Smalkin advised creating a formal team with key personnel who understand the goals and the methods for implementing information governance. Jeffrey Brandt, Editor for Law Technology Daily Digest, Pinhawk LLC, chimed in that building such a team requires a collaborative approach.

“Normally you want to laser focus when building a team,” Brandt said. “But in terms of information governance, you need a broad spectrum.”

The Data Life Cycle

Getting a good grasp on data management requires understanding your organization or firm's data ecosystem.

“You need to understand your data's life cycle,” J.R. Helmig, Founder of Leveraged Outcomes, said. “Who touches it when? Who has access to it? What are its vulnerabilities?”

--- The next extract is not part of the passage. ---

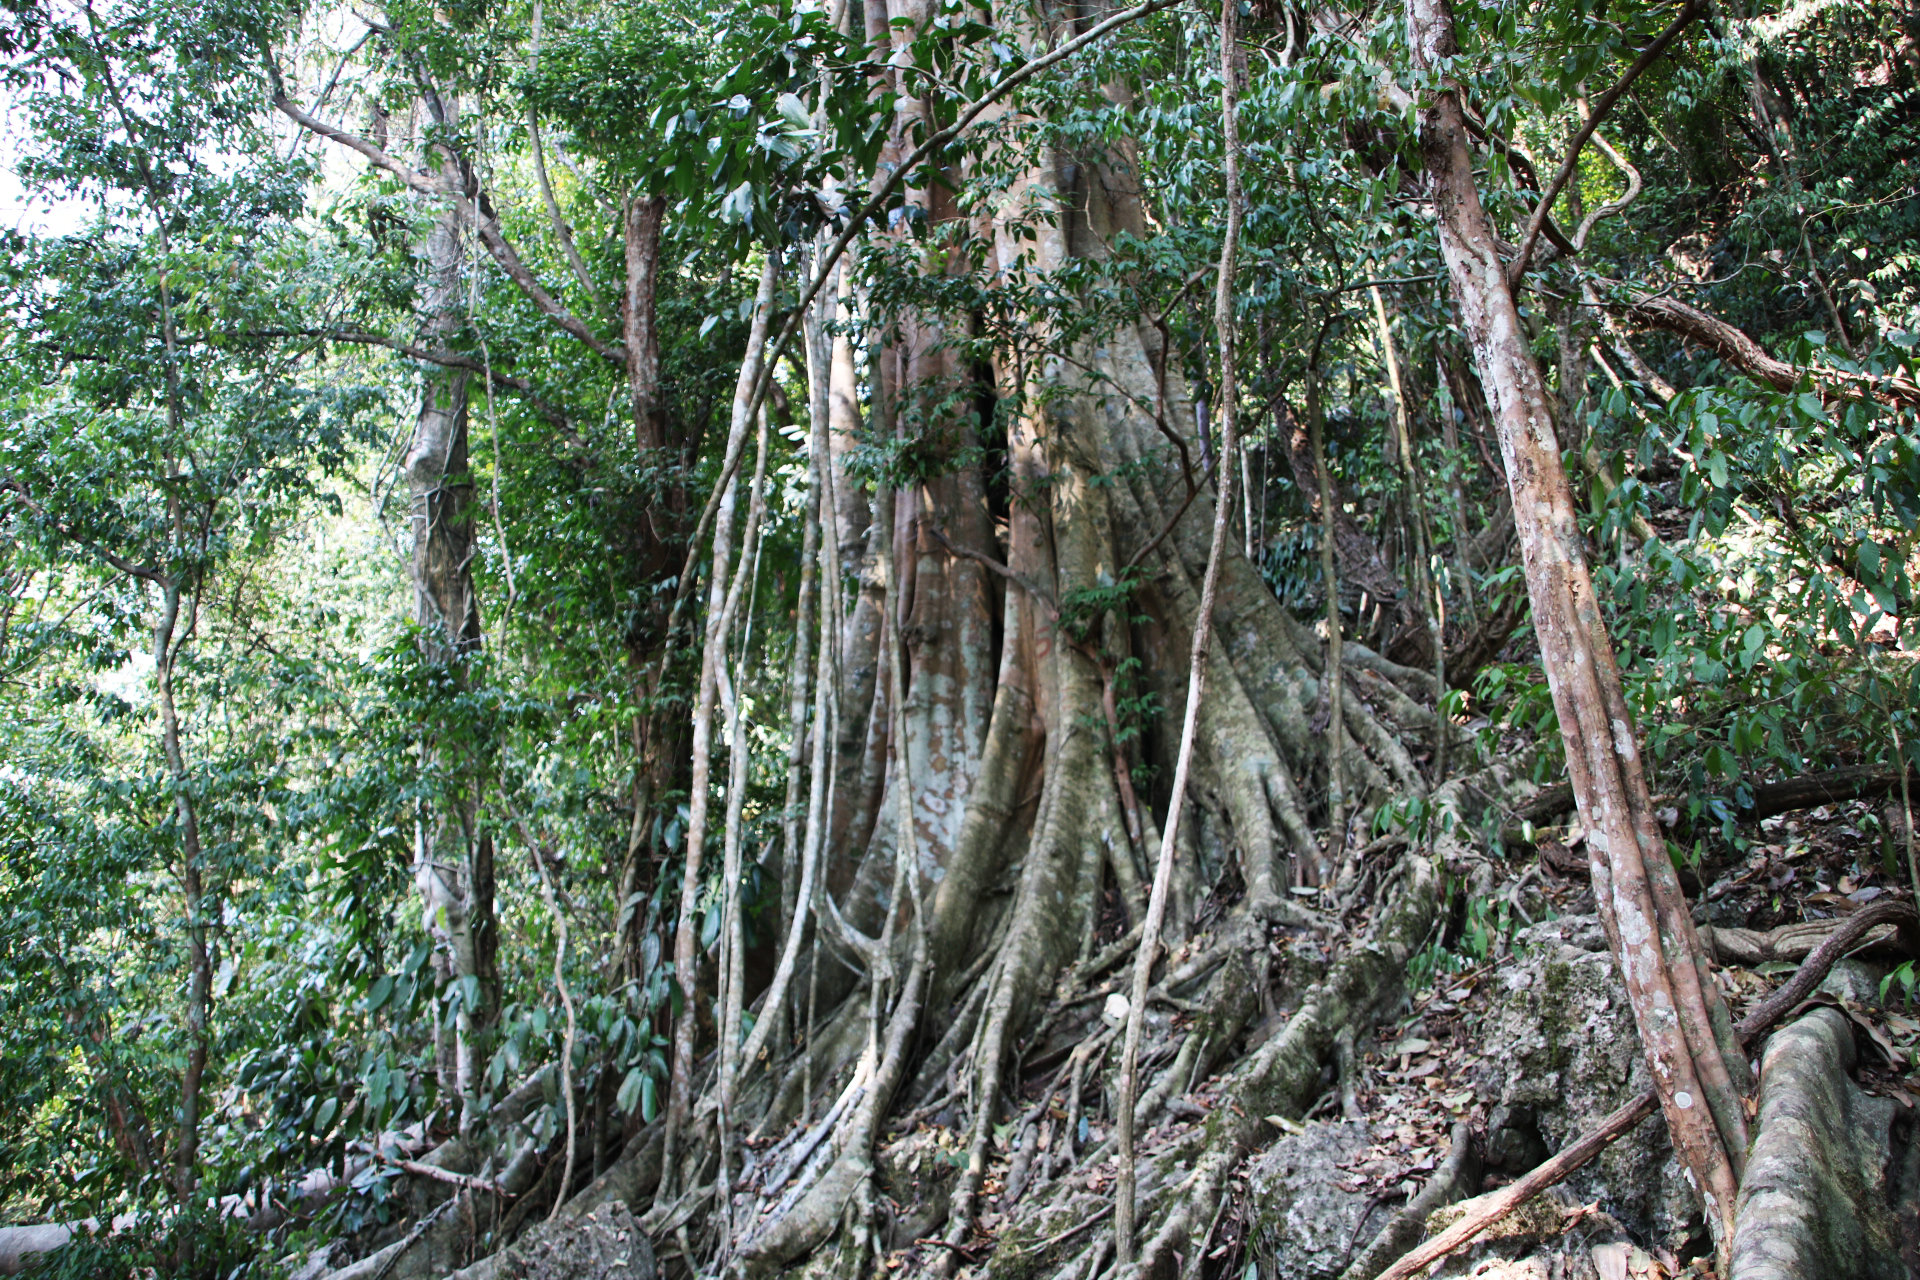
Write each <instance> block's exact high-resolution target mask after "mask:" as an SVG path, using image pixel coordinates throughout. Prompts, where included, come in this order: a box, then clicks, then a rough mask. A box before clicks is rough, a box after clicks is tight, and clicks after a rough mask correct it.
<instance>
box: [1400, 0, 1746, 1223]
mask: <svg viewBox="0 0 1920 1280" xmlns="http://www.w3.org/2000/svg"><path fill="white" fill-rule="evenodd" d="M1407 25H1409V36H1411V42H1413V61H1415V65H1417V67H1423V69H1430V67H1434V65H1442V59H1446V58H1452V56H1453V54H1455V52H1457V46H1455V42H1453V19H1452V13H1450V12H1448V6H1446V0H1409V4H1407ZM1421 138H1423V148H1425V154H1427V167H1428V171H1430V173H1432V182H1434V198H1436V205H1438V213H1440V249H1442V253H1444V257H1446V263H1448V276H1450V280H1452V290H1453V301H1455V307H1457V309H1459V319H1461V324H1463V328H1465V330H1467V336H1469V340H1471V345H1473V359H1475V365H1476V368H1478V374H1480V380H1482V384H1484V386H1486V391H1488V397H1490V401H1492V405H1494V415H1496V420H1498V430H1500V445H1501V453H1503V457H1505V468H1507V484H1509V487H1511V493H1513V516H1515V524H1517V528H1519V533H1521V557H1523V562H1524V570H1526V587H1528V595H1530V599H1532V616H1534V629H1536V633H1538V637H1540V658H1542V664H1544V666H1546V674H1548V683H1549V687H1551V691H1553V708H1555V712H1557V714H1559V723H1561V737H1563V741H1565V745H1567V770H1569V775H1571V779H1572V789H1574V798H1576V800H1578V806H1580V816H1582V819H1584V823H1586V829H1588V848H1590V852H1592V873H1594V896H1596V900H1597V904H1599V912H1601V919H1603V921H1605V925H1607V936H1609V940H1611V944H1613V952H1615V958H1617V960H1619V965H1620V973H1622V977H1624V979H1626V988H1628V994H1630V996H1632V1004H1634V1019H1636V1023H1638V1027H1640V1036H1642V1042H1644V1044H1645V1050H1647V1061H1649V1067H1651V1069H1653V1079H1655V1082H1657V1088H1659V1092H1661V1103H1663V1109H1665V1113H1667V1123H1668V1128H1670V1130H1672V1140H1674V1150H1676V1151H1678V1153H1680V1157H1682V1159H1684V1161H1686V1165H1688V1169H1690V1171H1692V1174H1693V1178H1695V1190H1697V1192H1699V1194H1701V1197H1703V1201H1705V1209H1707V1222H1709V1226H1711V1228H1713V1232H1715V1238H1716V1240H1720V1242H1722V1245H1724V1242H1728V1240H1730V1238H1732V1213H1734V1194H1736V1190H1738V1184H1740V1163H1741V1157H1743V1153H1745V1148H1747V1132H1745V1115H1743V1111H1741V1090H1743V1086H1745V1065H1743V1057H1741V1055H1740V1050H1738V1042H1734V1038H1732V1027H1730V1023H1728V1017H1726V1009H1724V1007H1722V1004H1720V996H1718V988H1716V986H1715V984H1713V979H1711V975H1709V973H1707V956H1705V952H1703V950H1701V946H1699V940H1697V938H1695V935H1693V925H1692V919H1690V917H1688V910H1686V900H1684V896H1682V892H1680V883H1678V877H1676V875H1674V869H1672V862H1670V860H1668V856H1667V842H1665V839H1663V837H1661V827H1659V823H1657V821H1655V818H1653V802H1651V796H1649V793H1647V779H1645V771H1644V766H1642V760H1640V750H1638V745H1636V741H1634V727H1632V716H1630V712H1628V708H1626V699H1624V695H1622V691H1620V672H1619V666H1617V664H1615V656H1613V643H1611V639H1609V637H1607V628H1605V620H1603V616H1601V610H1599V601H1597V599H1596V595H1594V583H1592V578H1590V574H1588V564H1586V543H1584V537H1582V533H1580V526H1578V520H1576V514H1574V505H1572V493H1571V489H1569V484H1567V474H1565V470H1563V466H1561V449H1559V441H1557V438H1555V432H1553V415H1551V407H1549V399H1548V393H1546V388H1544V386H1542V380H1540V370H1538V368H1536V365H1534V359H1532V353H1530V351H1528V344H1526V332H1524V330H1523V326H1521V317H1519V309H1517V307H1515V301H1513V294H1511V288H1509V284H1507V273H1505V267H1503V263H1501V261H1500V253H1498V249H1496V240H1494V230H1492V225H1490V221H1488V215H1486V209H1484V207H1482V205H1480V196H1478V190H1476V188H1475V182H1473V155H1471V152H1469V146H1467V127H1465V119H1463V113H1461V106H1459V96H1457V92H1455V90H1453V88H1452V86H1442V90H1440V92H1438V94H1434V98H1432V102H1428V104H1427V107H1425V111H1423V117H1421Z"/></svg>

The data ecosystem begins with the administrators, data stewards and infrastructure architects, whose goal is to collect the data. Then the data ecosystem expands to the analysts and individuals who are pulling that data from the core ecosystem and are handling it. Beyond the analysts are the consumers and clients, the devices and the data providers, and the server farms.

With so much information being handled and shared, Helmig offered advice on how to deal with ‘poor user hygiene.'

“In terms of the data ecosystem, you have to make assumptions that at some point there will be data breaches or leaks, and you have to role play to mitigate and build in policies to manage that,” Helmig said.

BYOD and Hiring

Helmig and Smalkin also discussed risks and expectations in terms of Bring-Your-Own-Device policies, which incorporate those devices in the outer layer of the ecosystem.

“As a lawyer you at the very least must set up expectations,” Smalkin said. “You need something in place, such as a disclaimer, that when employees bring their own devices or applications, those devices may be seized for their data.”

Brandt agreed, saying he is a big believer in user awareness.

“Make it simple and clear,” Smalkin said. “Tell people that when there's a data breach, the bad man is going to come and get your phone.”

That disclaimer should also be ongoing and continuously refreshed, the panelists agreed. Brandt explained that the disclaimer cannot just be a piece of paper signed at initial hire.

As for the individuals who are initially handling the data, Helmig advised the audience to really vet the people that are system administrators.

“Here is where you adopt some of the most stringent hirings,” Helmig said. “If you are willing to give someone with the keys to the kingdom, why not polygraph them? Why not personally interview them?”

Helmig also noted that those individuals who are willing to go through repeated investigation should be paid for what they are worth.

Moderator Jackie Flynn, Director of BDO Consulting, asked the panelists for concluding remarks.

“You need to know how things are working in reality versus how you think things are supposed to be working,” Brandt said.

Smalkin added that information should be thought of as an asset.